Coherence Quotes

  • Mike: No, we're not splitting up. We're just gonna go in two different groups.

  • Hugh: Yeah, we're in a different reality because the reality where I am from, my best friend didn't sleep with my wife.

    Mike: Hugh, do you not understand what I'm saying? This all started tonight, and if there are a million different realities, I have slept with your wife in every one of them.

  • Hugh: These are Brian's notes from his lesson plan for his class. "Decoherence and Schroedinger's Cat."

  • Hugh: So, listen to this. This is what he's written. "There is another theory: that two states continue to exist... separate and decoherent from each other, each creating a new branch of reality... based on the two outcomes. Quantum decoherence ensures that the different outcomes... have no interaction with each other."

  • Mike: If we're collapsing right now, I'm gonna collapse on them. I'm not gonna wait for them to collapse on us.

    Hugh: Whoa, whoa, Mike.

    Mike: I'll go over there and I'll just kill 'em.
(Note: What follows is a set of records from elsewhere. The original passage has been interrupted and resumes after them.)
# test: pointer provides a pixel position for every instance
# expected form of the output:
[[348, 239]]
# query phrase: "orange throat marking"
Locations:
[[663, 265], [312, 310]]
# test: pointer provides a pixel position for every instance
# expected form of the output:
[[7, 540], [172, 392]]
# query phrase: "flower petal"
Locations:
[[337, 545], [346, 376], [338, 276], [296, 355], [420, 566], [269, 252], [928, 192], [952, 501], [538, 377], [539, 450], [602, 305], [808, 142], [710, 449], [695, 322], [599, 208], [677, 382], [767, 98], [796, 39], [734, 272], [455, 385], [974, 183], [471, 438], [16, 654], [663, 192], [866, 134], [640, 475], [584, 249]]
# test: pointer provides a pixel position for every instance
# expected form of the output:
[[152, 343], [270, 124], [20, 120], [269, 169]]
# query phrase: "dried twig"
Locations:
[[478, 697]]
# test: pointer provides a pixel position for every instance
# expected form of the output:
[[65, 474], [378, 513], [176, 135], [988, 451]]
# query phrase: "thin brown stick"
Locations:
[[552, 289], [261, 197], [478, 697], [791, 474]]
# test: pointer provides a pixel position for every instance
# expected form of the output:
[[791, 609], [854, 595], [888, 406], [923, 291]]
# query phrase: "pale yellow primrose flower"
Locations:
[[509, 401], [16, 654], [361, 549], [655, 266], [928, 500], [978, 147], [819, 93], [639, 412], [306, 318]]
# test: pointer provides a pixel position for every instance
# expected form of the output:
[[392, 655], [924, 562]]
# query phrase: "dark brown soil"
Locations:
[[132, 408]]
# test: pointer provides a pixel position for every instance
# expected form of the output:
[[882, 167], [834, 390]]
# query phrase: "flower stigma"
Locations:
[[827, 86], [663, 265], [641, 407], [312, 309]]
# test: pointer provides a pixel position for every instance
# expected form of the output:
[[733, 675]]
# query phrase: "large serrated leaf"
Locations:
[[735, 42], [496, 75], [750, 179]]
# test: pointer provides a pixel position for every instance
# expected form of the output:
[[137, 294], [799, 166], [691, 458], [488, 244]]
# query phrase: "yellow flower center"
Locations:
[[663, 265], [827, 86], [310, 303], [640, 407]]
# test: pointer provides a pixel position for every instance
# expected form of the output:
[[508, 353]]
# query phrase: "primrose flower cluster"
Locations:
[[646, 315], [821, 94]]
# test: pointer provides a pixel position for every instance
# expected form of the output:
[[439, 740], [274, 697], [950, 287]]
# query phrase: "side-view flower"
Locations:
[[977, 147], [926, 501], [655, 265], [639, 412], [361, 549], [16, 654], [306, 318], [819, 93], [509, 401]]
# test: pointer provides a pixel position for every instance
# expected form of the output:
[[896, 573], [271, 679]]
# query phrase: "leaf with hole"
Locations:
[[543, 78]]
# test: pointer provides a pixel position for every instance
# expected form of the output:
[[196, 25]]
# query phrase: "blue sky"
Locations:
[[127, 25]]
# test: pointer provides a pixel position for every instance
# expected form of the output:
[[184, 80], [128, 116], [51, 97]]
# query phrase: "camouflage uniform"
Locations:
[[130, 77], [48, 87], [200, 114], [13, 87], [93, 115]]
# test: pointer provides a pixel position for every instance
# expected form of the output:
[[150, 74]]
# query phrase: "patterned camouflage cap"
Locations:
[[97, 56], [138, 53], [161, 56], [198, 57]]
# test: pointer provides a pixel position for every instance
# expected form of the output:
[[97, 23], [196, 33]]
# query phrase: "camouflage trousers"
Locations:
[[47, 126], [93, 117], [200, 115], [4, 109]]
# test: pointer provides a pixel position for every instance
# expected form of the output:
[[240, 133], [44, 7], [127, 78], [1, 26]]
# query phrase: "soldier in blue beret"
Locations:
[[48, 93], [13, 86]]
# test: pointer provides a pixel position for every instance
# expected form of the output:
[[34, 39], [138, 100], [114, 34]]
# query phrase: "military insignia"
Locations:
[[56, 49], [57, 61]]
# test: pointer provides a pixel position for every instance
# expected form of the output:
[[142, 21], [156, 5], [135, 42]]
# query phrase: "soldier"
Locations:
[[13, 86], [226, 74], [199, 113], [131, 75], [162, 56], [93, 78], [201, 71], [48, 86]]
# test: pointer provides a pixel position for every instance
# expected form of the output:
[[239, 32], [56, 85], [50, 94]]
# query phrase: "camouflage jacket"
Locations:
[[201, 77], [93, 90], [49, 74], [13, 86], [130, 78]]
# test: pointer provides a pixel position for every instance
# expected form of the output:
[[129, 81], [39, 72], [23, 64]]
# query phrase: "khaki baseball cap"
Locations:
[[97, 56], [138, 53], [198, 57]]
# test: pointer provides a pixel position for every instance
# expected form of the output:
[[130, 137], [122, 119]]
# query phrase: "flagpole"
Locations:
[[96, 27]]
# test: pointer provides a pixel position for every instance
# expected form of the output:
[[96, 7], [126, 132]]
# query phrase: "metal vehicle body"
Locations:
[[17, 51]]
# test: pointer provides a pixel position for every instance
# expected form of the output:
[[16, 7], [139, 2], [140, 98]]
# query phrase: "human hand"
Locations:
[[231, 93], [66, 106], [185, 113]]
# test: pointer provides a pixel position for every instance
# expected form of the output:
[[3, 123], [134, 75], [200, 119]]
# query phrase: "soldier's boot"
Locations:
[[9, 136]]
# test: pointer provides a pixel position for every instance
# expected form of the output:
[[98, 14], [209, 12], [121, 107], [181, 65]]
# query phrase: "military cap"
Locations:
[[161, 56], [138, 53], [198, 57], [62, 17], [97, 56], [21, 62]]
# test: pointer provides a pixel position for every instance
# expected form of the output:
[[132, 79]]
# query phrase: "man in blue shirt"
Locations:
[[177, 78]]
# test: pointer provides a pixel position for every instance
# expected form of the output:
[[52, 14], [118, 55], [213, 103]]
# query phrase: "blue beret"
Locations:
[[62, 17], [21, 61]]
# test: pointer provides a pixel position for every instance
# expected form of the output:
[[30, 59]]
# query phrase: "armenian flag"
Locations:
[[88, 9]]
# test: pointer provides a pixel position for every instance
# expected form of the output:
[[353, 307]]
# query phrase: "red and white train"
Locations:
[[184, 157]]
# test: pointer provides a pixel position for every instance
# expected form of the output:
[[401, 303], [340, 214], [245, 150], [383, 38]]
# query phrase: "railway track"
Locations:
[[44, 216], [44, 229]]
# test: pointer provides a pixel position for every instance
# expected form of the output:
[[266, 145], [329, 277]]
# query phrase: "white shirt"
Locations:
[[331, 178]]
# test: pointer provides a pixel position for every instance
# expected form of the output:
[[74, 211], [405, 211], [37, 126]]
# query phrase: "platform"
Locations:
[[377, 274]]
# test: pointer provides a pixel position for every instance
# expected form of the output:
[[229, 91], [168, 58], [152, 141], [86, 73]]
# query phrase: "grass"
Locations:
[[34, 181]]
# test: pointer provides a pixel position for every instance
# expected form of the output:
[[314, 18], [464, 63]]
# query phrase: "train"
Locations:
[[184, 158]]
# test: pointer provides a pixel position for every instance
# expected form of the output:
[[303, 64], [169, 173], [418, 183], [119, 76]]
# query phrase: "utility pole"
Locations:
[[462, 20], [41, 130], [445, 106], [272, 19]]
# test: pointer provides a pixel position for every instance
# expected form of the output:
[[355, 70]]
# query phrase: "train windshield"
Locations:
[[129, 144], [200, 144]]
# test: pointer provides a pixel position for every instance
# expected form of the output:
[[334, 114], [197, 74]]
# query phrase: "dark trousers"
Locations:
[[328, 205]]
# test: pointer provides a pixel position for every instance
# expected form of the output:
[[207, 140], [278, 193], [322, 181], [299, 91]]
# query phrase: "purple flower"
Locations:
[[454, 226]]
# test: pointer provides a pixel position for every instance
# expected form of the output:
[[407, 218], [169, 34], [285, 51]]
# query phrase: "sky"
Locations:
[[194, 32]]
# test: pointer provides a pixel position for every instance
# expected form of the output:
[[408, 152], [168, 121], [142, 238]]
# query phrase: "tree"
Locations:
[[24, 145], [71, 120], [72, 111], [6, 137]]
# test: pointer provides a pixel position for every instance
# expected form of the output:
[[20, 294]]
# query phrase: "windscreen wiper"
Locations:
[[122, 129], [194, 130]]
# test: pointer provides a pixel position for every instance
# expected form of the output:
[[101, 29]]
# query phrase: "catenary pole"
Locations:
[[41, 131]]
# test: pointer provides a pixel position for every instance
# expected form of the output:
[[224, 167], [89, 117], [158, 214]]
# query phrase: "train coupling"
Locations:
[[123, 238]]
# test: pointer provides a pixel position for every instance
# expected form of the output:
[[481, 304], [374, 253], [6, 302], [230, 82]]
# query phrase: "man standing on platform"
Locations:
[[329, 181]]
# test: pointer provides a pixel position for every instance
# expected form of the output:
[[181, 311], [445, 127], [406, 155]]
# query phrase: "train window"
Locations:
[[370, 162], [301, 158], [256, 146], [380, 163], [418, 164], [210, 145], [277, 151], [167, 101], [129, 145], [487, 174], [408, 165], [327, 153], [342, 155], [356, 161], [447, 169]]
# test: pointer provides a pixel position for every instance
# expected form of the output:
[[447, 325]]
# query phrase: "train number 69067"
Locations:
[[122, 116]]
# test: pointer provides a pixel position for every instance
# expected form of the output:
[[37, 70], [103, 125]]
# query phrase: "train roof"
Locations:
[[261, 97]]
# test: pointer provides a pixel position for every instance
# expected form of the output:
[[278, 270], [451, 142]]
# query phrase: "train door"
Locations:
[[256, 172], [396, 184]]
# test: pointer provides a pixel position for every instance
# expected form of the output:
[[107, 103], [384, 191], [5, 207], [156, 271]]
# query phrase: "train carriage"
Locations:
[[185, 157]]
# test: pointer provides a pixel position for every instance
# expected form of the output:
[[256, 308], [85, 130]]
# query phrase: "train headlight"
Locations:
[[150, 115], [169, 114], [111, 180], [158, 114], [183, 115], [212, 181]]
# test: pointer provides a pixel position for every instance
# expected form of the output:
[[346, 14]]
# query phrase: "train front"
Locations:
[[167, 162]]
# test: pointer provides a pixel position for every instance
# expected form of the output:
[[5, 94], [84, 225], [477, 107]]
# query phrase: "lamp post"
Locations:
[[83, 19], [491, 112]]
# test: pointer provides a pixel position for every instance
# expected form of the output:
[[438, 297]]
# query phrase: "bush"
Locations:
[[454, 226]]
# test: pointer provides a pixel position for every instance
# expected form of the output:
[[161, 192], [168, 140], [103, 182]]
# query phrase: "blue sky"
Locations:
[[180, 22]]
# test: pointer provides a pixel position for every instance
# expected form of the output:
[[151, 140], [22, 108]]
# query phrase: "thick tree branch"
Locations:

  • Mike: Let's have a drink.

  • Mike: This whole night we've been worrying... there's some dark version of us out there somewhere. What if we're the dark version?

  • Kevin: And then, he took me to some lawyer bar.

    Em: A lawyer bar?

    Kevin: Yeah. A lawyer bar, kind of. I don't know. Everybody there seemed like a lawyer. I felt like I was the only person without a tie.

    Em: Well, maybe we should get you a tie for emergencies.

    Kevin: Yeah, wardrobe emergencies.

  • [first lines]

    Kevin: [on the phone] I felt like I had a lot of time.

    Em: I know. It's good. I'm good.

    Kevin: Yeah. We're, um... we're just getting off the freeway.

    Em: Yeah? Did, Hugh pick you up at the office, or...

    Kevin: Yes, he was coming in from Oakland. He was late, of course. Then I took him... And then, he took me to some lawyer bar.

    Em: A lawyer bar?

    Kevin: Yeah. A lawyer bar, kind of. Yeah. I don't know. Everybody there seemed like a lawyer. I felt like I was the only person without a tie.

    Em: Well, maybe we should get you a tie for emergencies.

    Kevin: Yeah, wardrobe emergencies.

  • [last lines]

    Kevin: [his phone ringing] That's weird. It's you calling me. Hello?

  • Laurie: Em, you seem to be the comet expert here. What happened the last time?

    Em: This one passed over a hundred years ago, but much farther.

    Laurie: But do we know about anything that happened?

    Em: Nothing happened then, it was too far away.

    Laurie: So, is there any reason we should be freaked out right now?

    Em: Well, I mean, it is a lot closer this time.

    Laurie: What does that mean?

    Em: Okay. I read one more thing...

    Lee: Oh, another story!

    Em: Just one more. It's called the Tunguska Event, and, um, it was a comet or a meteor or something like that, that entered the atmosphere over Siberia and exploded over Earth. So it didn't actually have physical impact. It didn't touch Earth, it didn't leave a crater or anything, but the force of that explosion flattened trees for hundreds of miles. But it only killed about one to two people.

    Laurie: It's Siberia. There were probably only two people there.

    Em: Yeah, but they don't necessarily...

    Mike: [jokingly] It wiped out the population of Siberia.

    Laurie: Basically, yeah.

    Em: Right.

    Laurie: Well, that doesn't make me feel better.

    Kevin: And when was this?

    Em: It was like, in 1908, 1903...

    [Suddenly they hear someone banging on the door and get startled]

  • Amir: [Looking at his picture from inside the box] This was taken tonight.

    Em: What? How do you know that?

    Amir: I bought this sweater today, so that's from tonight.